Artikel 1 [Nog niet in werking]

In dit besluit wordt verstaan onder:

  1. Minister: de Minister van Volkshuisvesting, Ruimtelijke Ordening en Milieubeheer;

  2. directeur Inburgering en Integratie: directeur van de directie Inburgering en Integratie van het directoraal-generaal Wetgeving, Internationale Aangelegenheden, Integratie en Vreemdelingenzaken van het Ministerie van Justitie, als bedoeld in artikel 21 van de Organisatieregeling Ministerie van Justitie 2007;

  3. directeur-generaal Wonen: directeur-generaal van het directoraat-generaal Wonen van het ministerie van Volkshuisvesting, Ruimtelijke Ordening en Milieubeheer, als bedoeld in artikel 3.25 van het Organisatiebesluit VROM 2005.

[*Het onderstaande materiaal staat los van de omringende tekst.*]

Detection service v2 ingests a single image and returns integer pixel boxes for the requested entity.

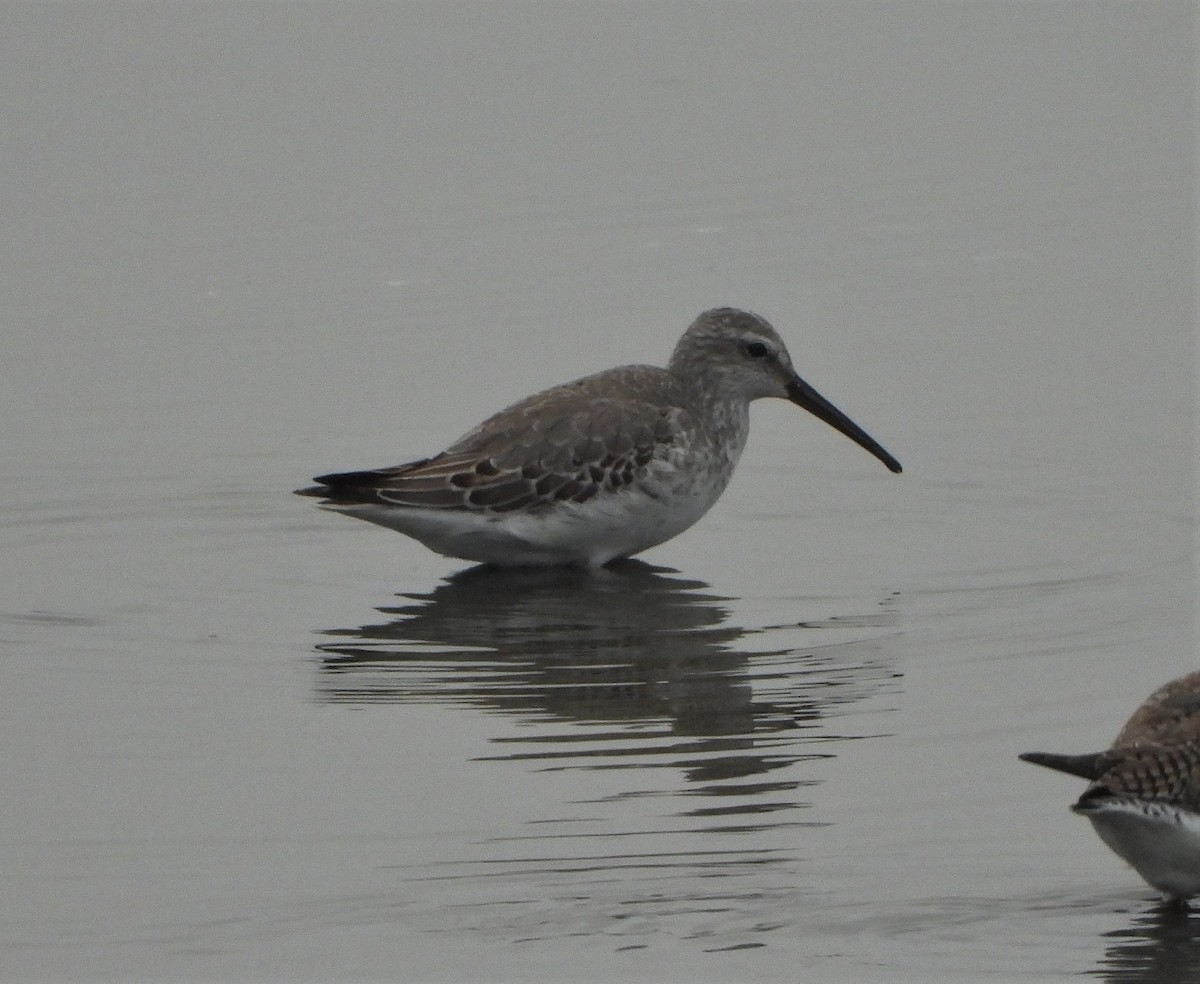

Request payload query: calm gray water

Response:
[0,2,1200,984]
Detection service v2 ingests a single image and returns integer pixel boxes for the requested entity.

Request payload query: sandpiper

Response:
[1020,672,1200,902]
[296,307,900,568]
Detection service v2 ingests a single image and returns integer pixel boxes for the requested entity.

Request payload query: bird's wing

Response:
[301,385,688,512]
[1075,742,1200,812]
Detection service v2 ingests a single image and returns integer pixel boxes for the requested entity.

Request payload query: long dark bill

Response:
[787,376,904,474]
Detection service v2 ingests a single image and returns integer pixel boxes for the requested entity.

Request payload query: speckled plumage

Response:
[1020,672,1200,900]
[298,308,900,566]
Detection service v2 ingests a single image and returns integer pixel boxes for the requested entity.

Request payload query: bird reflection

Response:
[1094,902,1200,984]
[318,560,893,763]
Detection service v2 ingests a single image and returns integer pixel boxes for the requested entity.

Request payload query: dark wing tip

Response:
[295,468,398,502]
[1016,751,1109,781]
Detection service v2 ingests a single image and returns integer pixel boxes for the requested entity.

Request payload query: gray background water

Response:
[0,2,1200,982]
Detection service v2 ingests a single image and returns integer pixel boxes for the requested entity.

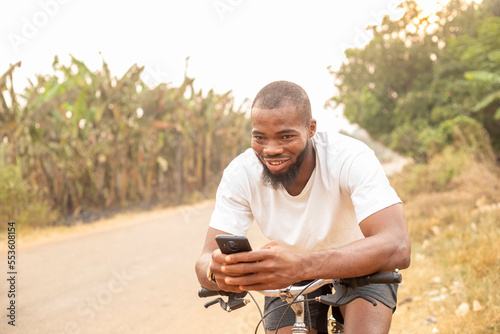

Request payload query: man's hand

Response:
[211,242,306,292]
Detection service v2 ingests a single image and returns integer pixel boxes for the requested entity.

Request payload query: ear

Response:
[307,119,316,138]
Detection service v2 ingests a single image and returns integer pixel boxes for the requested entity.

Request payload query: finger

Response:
[220,262,261,276]
[224,249,271,263]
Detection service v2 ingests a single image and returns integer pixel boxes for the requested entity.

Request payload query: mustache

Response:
[260,154,289,159]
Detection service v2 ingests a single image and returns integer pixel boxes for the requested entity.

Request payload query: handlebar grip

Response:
[198,287,248,299]
[342,272,403,289]
[198,288,221,298]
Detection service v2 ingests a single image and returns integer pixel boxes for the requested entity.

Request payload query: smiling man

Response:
[196,81,410,333]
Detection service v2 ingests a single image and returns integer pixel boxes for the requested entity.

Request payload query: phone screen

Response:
[215,235,252,254]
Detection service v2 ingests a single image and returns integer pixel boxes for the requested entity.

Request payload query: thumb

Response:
[262,240,279,249]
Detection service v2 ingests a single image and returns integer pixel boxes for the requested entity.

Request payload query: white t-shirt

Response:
[210,132,401,252]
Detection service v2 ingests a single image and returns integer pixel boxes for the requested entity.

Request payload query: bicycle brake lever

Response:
[203,293,250,312]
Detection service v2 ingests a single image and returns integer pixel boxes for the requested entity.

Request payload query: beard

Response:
[256,140,309,190]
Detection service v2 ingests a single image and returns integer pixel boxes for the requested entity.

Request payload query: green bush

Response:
[0,165,58,230]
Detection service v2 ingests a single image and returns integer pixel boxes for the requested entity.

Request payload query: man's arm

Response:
[218,204,411,290]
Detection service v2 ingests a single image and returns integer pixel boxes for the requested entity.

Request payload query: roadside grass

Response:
[391,150,500,333]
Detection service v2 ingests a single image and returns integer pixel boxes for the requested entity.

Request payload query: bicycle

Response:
[198,269,402,334]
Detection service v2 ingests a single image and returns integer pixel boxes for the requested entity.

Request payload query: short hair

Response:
[252,81,312,124]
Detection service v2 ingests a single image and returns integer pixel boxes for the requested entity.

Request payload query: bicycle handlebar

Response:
[198,270,402,311]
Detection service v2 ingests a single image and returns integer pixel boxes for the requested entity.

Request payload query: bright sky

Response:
[0,0,446,129]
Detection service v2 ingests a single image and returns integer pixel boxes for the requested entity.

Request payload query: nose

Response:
[262,141,283,156]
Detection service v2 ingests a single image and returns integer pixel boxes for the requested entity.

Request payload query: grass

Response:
[391,150,500,333]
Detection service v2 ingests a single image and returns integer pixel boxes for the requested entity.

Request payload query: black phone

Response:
[215,234,252,254]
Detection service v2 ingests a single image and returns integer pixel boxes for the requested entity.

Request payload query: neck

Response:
[286,139,316,196]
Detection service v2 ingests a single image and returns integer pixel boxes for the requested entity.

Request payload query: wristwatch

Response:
[207,261,217,284]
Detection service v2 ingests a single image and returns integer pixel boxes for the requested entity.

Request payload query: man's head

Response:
[252,81,312,124]
[252,81,316,189]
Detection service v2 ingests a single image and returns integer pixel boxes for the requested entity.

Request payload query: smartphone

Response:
[215,234,252,254]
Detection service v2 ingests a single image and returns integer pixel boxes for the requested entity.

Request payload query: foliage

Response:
[391,151,500,333]
[332,0,500,161]
[0,57,249,219]
[0,165,58,230]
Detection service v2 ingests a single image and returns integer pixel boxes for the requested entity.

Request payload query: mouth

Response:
[262,159,290,172]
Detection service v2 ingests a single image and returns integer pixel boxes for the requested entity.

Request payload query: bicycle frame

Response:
[198,269,402,334]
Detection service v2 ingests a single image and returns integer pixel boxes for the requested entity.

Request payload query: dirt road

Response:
[0,202,265,334]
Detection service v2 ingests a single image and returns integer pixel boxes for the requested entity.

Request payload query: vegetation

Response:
[332,0,500,161]
[0,57,249,224]
[331,0,500,333]
[391,146,500,333]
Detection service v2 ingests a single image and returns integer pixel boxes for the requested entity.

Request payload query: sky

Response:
[0,0,446,130]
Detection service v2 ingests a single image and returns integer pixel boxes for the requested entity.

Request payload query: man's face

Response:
[252,105,315,189]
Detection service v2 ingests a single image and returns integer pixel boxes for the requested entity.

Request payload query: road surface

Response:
[0,201,265,334]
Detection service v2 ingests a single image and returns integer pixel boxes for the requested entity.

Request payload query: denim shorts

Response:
[264,284,398,333]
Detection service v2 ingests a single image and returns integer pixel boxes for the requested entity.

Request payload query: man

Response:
[196,81,410,333]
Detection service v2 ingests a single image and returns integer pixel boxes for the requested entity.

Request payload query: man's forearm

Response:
[304,236,410,279]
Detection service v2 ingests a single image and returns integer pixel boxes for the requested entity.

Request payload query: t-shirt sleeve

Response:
[345,150,401,224]
[209,170,253,235]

Artikel 2 [Nog niet in werking]

1.

Aan de directeur Inburgering en Integratie wordt mandaat, volmacht en machtiging verleend met betrekking tot de aan de Minister toekomende bevoegdheden in het kader van de aangelegenheden op de terreinen van integratie, inburgering en coördinatie integratie minderheden.

2.

De directeur Inburgering en Integratie is bevoegd zijn machtiging door te verlenen aan één of meer onder hem ressorterende functionarissen, voor zover deze de bevoegdheid betreft de Minister te vertegenwoordigen in het kader van bestuursrechtelijke geschillen.

Artikel 3 [Nog niet in werking]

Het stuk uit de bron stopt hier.